La chose avait pris une telle  ampleur que, jamais à cours de provoc', BrewDog ont commercialisé cet automne la Nanny State ("Etat-nounou", expression péjorative usuelle outre-Manche pour désigner les abus d'une administration paternaliste), une bière brune à 1,1% et... 225 unités internationales d'amertume
(aussi appelées IBU, soit des milligrammes de résine de houblon isomérisée par litre de bière: une lager blonde de masse tourne autour des 15 IBU. Mais dans le verre, tout ce houblon est apparemment plus aromatique que vraiment amer...)

Entretemps, la polémique autour de la Tokyo* avait aussi fait l'objet d'une plainte auprès du Portman Group, de la part d'Alcohol Focus Scotland et de "a member of the public". Plainte retenue pour violation du code de conduite de la branche. Les conséquences effectives sont difficiles à jauger, mais le Portman Group n'a pas les attributions pour prononcer une interdiction, et le résultat sera probablement de l'ordre de quelques difficultés supplémentaires de distribution pour BrewDog.

Et c'est là que BrewDog ont récemment craché le morceau : le "member of the public" était James Watt, un des deux fondateurs et patrons de la brasserie. Joli coup: on tire le tapis sous les pieds du gendarme...

L'idée était de discréditer le Portman Group en exposant son inutilité et sa tartufferie, et c'est probablement réussi. Faut pas être bien malin pour accepter une plainte provenant de la brasserie contre elle-même, ou - à supposer qu'elle l'ait été - pour accepter une plainte anonyme.. (Il semble que les règles de procédure du Portman Group prévoient que toute plainte doit être examinée, et c'est peut-être là le problème.)

Mais en même temps, que la brasserie admettre s'être livrée à une manipulation aussi énorme, destinée à employer le Portman Group comme caisse de résonance pour sa promotion commerciale, ça commence à être un peu plus douteux sur le plan déontologique, et surtout à mettre en doute sa crédibilité et sa bonne foi quand elle se présente en victime de l'acharnement des prohibitionnistes.
Le risque , aussi que les gens qui ont pris la parole pour défendre BrewDog dans leurs démêlées avec le Portman Group et consorts, se sentant manipulés, deviennent beaucoup plus circonspects à l'avenir et donc que la brasserie perde non seulement une caisse de résonnance importante sur le plan marketing, mais aussi le soutien d'une partie de ceux et celles qui l'ont défendue ces deux dernières années.

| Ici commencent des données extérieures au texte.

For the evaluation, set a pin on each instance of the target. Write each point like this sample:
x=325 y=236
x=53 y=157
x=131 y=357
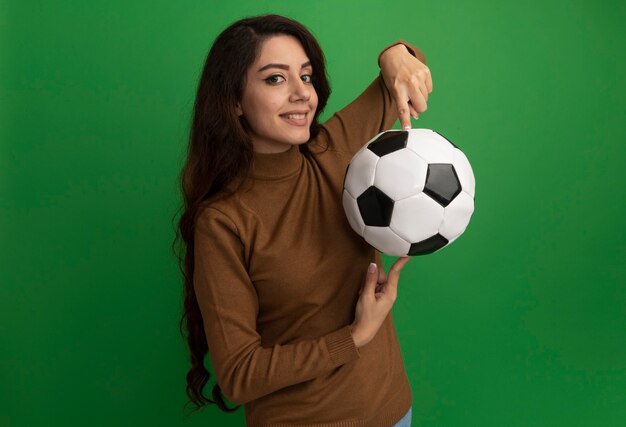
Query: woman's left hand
x=408 y=80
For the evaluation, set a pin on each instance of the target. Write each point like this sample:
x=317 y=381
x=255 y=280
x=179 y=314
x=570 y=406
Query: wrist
x=359 y=338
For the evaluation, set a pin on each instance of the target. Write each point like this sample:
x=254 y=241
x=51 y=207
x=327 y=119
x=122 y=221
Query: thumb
x=371 y=279
x=394 y=271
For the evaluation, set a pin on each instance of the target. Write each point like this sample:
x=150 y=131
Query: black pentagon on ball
x=442 y=183
x=428 y=246
x=375 y=207
x=389 y=142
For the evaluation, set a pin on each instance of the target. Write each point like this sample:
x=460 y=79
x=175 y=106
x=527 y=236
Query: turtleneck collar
x=276 y=165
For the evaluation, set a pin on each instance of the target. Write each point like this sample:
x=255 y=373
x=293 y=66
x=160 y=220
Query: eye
x=274 y=79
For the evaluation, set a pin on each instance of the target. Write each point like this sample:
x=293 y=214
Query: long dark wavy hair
x=219 y=151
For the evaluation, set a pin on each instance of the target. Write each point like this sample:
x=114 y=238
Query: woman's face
x=279 y=100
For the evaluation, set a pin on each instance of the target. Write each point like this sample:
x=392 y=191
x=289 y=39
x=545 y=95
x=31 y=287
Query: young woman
x=292 y=305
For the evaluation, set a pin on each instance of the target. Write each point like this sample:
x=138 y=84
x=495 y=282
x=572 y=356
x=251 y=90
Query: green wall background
x=521 y=322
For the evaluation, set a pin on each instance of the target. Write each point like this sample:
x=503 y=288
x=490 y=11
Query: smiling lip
x=296 y=121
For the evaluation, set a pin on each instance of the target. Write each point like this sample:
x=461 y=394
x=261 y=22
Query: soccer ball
x=409 y=192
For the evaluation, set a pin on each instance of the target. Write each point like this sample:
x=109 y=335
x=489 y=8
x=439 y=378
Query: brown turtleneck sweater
x=277 y=276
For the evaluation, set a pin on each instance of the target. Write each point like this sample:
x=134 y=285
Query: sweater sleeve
x=229 y=306
x=372 y=112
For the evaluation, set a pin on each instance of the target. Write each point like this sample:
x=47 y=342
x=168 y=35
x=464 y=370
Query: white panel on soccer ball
x=431 y=147
x=400 y=174
x=416 y=218
x=386 y=241
x=360 y=175
x=353 y=214
x=464 y=172
x=456 y=216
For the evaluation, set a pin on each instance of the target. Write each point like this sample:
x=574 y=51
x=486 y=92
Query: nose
x=300 y=91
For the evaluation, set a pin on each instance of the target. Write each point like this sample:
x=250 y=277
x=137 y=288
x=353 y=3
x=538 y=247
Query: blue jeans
x=406 y=420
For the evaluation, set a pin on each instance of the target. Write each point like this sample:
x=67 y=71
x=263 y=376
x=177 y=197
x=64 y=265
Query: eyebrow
x=282 y=66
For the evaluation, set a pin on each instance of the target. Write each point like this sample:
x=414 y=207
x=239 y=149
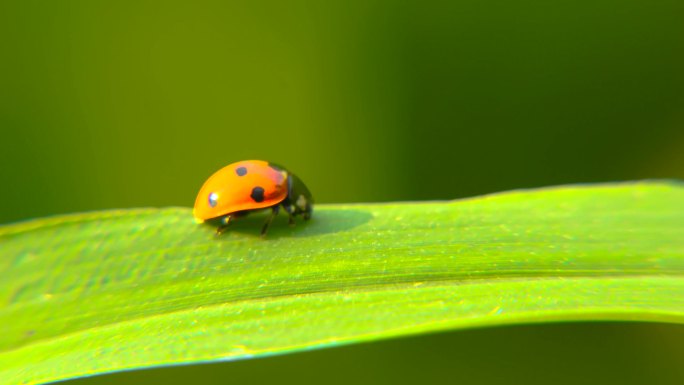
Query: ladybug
x=249 y=185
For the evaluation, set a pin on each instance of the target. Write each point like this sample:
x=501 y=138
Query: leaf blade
x=107 y=285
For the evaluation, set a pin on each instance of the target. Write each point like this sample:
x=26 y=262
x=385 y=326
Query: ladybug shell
x=240 y=186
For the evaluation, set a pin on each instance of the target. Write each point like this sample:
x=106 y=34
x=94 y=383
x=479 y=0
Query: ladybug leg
x=274 y=212
x=224 y=224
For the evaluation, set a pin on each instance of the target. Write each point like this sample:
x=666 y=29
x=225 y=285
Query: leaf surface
x=97 y=292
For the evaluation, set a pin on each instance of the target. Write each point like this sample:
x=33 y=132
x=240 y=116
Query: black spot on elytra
x=257 y=194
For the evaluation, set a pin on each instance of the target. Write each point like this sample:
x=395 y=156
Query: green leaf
x=99 y=292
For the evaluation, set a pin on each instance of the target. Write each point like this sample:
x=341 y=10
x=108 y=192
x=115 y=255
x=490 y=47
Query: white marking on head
x=213 y=199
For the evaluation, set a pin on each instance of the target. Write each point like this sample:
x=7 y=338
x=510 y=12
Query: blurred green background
x=135 y=103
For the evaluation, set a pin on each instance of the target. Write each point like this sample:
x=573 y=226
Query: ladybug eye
x=213 y=199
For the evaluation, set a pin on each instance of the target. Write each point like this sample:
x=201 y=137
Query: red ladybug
x=241 y=187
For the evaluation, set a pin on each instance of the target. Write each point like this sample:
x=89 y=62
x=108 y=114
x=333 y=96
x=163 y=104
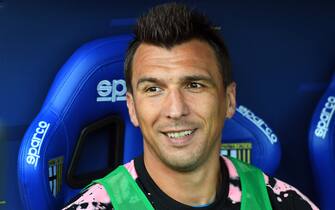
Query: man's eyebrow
x=184 y=79
x=198 y=78
x=146 y=79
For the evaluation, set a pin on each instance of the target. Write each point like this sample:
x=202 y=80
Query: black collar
x=160 y=200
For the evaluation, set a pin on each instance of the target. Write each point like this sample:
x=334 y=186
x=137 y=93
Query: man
x=180 y=91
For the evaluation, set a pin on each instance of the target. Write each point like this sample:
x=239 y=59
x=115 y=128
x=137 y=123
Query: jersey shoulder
x=96 y=196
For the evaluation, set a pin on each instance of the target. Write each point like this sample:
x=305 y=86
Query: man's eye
x=152 y=89
x=194 y=85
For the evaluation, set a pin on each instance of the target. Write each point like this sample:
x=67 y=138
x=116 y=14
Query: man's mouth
x=179 y=134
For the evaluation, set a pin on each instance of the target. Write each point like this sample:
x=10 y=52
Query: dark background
x=283 y=55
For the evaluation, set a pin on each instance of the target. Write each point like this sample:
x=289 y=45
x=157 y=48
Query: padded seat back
x=322 y=147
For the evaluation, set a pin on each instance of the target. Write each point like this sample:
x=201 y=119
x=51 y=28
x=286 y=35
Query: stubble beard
x=183 y=161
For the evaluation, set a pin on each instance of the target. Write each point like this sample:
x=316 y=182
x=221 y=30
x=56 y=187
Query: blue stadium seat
x=322 y=147
x=83 y=129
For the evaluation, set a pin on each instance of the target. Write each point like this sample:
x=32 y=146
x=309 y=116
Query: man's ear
x=132 y=109
x=230 y=99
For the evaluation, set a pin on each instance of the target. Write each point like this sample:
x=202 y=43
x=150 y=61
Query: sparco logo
x=36 y=143
x=259 y=123
x=111 y=91
x=325 y=117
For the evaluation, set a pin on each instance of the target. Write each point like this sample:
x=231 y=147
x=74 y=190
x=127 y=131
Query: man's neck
x=193 y=188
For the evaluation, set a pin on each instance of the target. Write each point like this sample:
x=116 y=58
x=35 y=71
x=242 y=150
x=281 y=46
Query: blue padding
x=89 y=87
x=246 y=127
x=322 y=148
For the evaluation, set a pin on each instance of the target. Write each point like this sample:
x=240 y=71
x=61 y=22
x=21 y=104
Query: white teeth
x=179 y=134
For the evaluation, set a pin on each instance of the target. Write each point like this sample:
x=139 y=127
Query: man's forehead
x=195 y=47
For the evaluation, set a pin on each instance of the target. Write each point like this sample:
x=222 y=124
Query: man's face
x=180 y=103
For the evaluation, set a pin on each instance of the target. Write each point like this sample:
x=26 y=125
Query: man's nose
x=176 y=105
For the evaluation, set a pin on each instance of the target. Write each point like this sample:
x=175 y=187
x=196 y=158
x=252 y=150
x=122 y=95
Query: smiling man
x=180 y=91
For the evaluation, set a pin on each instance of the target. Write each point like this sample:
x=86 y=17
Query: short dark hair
x=170 y=24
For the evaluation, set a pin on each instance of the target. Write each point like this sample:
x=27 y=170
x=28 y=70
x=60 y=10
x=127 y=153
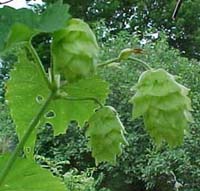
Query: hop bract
x=164 y=105
x=106 y=134
x=75 y=50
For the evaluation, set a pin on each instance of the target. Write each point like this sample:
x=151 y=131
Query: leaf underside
x=27 y=89
x=28 y=176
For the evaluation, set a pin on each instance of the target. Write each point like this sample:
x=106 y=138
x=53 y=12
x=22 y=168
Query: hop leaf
x=106 y=134
x=28 y=176
x=164 y=105
x=75 y=51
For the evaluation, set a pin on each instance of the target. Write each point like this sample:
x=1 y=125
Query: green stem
x=144 y=64
x=81 y=99
x=27 y=134
x=109 y=62
x=39 y=63
x=106 y=63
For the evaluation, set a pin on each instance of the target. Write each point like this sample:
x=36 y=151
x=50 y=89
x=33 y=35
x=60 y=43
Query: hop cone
x=106 y=134
x=74 y=51
x=164 y=105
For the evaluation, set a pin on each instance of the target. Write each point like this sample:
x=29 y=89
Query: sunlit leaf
x=26 y=175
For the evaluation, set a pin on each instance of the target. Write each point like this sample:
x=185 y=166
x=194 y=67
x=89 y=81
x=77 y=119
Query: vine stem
x=108 y=62
x=27 y=134
x=143 y=63
x=39 y=63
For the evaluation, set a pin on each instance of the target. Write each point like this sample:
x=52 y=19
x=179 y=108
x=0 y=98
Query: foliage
x=105 y=125
x=145 y=18
x=142 y=161
x=62 y=92
x=8 y=138
x=31 y=177
x=164 y=105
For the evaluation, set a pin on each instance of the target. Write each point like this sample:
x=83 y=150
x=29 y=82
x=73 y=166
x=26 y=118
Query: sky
x=19 y=3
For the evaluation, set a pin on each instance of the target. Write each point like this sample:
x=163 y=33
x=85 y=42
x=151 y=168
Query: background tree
x=146 y=17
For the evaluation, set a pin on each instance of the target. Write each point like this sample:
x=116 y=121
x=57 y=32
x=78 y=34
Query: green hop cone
x=75 y=51
x=164 y=105
x=106 y=134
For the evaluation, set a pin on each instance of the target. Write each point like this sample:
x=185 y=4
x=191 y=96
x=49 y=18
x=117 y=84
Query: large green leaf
x=74 y=109
x=164 y=105
x=21 y=24
x=26 y=91
x=26 y=175
x=28 y=88
x=106 y=134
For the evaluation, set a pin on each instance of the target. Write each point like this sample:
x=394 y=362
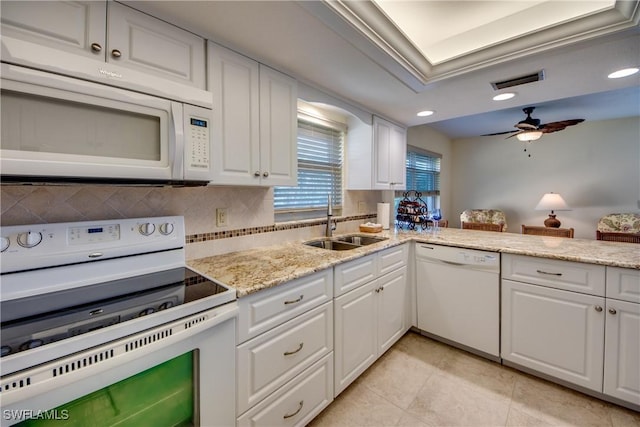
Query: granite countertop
x=264 y=267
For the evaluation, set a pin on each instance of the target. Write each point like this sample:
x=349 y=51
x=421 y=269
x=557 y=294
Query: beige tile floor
x=421 y=382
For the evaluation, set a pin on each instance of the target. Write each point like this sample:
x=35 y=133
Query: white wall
x=434 y=141
x=595 y=166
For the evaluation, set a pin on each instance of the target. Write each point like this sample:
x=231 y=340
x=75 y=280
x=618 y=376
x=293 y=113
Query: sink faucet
x=331 y=225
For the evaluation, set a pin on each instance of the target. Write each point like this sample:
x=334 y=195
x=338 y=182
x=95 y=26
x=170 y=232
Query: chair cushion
x=620 y=223
x=492 y=216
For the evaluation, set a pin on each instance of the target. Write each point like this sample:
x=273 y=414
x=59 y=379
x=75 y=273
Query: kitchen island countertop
x=252 y=270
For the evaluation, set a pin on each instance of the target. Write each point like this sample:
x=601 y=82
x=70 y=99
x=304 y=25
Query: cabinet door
x=559 y=333
x=278 y=128
x=381 y=149
x=398 y=158
x=71 y=26
x=622 y=351
x=355 y=347
x=390 y=153
x=392 y=296
x=234 y=83
x=139 y=41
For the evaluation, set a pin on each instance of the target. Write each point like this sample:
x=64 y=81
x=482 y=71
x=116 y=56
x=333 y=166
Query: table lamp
x=552 y=202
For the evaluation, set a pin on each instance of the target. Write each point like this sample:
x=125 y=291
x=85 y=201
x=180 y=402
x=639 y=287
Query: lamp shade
x=529 y=135
x=552 y=202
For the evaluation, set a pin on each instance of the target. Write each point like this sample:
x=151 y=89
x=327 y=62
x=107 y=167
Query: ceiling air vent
x=517 y=81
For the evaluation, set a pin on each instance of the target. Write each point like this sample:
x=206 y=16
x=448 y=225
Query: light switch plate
x=221 y=217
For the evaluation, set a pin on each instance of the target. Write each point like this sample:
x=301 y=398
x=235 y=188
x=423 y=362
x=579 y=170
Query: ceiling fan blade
x=500 y=133
x=558 y=126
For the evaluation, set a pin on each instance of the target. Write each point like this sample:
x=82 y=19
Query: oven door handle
x=42 y=380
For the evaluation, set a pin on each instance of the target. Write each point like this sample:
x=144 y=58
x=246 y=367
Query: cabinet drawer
x=623 y=284
x=353 y=274
x=275 y=357
x=567 y=275
x=297 y=402
x=269 y=308
x=392 y=258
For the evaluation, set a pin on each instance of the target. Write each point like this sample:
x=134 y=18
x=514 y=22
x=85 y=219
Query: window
x=423 y=175
x=319 y=172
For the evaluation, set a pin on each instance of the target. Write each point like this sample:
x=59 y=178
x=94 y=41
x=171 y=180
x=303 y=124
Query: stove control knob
x=165 y=305
x=31 y=344
x=147 y=229
x=29 y=239
x=147 y=311
x=166 y=228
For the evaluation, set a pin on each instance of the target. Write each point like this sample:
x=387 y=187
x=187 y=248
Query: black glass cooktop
x=42 y=319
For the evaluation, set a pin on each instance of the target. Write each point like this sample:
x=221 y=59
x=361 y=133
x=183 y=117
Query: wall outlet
x=221 y=217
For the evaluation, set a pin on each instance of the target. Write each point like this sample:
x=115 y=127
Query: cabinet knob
x=300 y=405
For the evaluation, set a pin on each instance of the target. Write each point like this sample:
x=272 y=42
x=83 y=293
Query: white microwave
x=59 y=128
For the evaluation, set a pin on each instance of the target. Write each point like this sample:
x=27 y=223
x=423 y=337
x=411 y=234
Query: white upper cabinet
x=139 y=41
x=376 y=155
x=107 y=32
x=72 y=26
x=255 y=121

Pour ceux qui lisent l'anglais, le problème a été très bien posé par Pete Brown, suscitant un débat intéressant, incluant des réponses de James Watt...
Mais c'est absolument pas sûr que BrewDog se calment dans les prochains mois... à suivre !

2 commentaires:

Anonyme a dit…

Théorie du chaos? J'aime. Effectivement des vrais punk qui tout compris du capitalisme :o)

Laurent Mousson a dit…

'gzactement, très forts dans l'art de choquer le bourgeois pour lui vendre sa salade...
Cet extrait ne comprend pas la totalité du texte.